Du nouveau dans la prise en charge des maladies auto-immunes

Parmi les pathologies auto-immunes les plus connues, on peut citer la maladie cœliaque, la maladie de Crohn, l’anémie pernicieuse, la cirrhose biliaire primitive, le diabète de type 1, le lupus érythémateux disséminé, la sclérodermie, la polyarthrite rhumatoïde, etc.

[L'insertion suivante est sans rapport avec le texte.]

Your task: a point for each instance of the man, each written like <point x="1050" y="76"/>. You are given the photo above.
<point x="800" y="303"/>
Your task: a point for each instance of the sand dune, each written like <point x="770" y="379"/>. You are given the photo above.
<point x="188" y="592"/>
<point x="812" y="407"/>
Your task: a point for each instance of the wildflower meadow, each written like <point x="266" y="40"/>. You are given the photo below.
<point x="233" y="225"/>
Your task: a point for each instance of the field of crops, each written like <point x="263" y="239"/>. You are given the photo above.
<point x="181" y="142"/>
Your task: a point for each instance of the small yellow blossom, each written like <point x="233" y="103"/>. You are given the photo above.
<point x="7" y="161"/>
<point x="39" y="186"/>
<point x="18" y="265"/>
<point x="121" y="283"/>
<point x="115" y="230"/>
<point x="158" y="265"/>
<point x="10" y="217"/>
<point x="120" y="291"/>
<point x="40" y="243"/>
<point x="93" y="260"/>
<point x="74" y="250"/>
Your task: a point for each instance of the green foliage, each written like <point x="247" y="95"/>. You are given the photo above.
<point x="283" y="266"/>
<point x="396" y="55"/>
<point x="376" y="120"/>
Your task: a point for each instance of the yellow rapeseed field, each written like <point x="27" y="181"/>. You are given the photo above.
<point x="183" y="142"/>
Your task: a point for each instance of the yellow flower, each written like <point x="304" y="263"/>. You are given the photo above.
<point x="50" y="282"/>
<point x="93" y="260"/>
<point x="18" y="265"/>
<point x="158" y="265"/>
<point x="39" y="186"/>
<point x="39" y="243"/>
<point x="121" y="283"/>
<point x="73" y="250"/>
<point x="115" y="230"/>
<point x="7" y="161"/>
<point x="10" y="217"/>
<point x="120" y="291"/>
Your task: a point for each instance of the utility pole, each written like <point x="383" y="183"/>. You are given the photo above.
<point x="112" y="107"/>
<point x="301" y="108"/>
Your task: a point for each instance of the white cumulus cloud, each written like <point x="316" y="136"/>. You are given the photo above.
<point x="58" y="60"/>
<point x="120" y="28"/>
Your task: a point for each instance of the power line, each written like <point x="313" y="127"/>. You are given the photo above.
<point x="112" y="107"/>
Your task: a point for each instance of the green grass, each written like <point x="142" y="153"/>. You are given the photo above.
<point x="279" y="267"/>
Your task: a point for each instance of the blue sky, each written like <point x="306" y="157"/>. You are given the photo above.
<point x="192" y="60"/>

Les scientifiques de l’Université Pierre et Marie Curie, de l’hôpital de la Pitié-Salpêtrière, de l’Institut national de la santé et de la recherche médicale – Inserm, de l’Assistance Publique – Hôpitaux de Paris et du Centre national de la recherche scientifique – CNRS ont constaté qu’une faible dose d’interleukine 2 a permis d’améliorer l’état de santé de plusieurs personnes atteintes de la maladie auto-immune de l’hépatite C. Cette découverte ouvre la voie à une nouvelle thérapie applicable aux autres pathologies de même typologie dans le futur.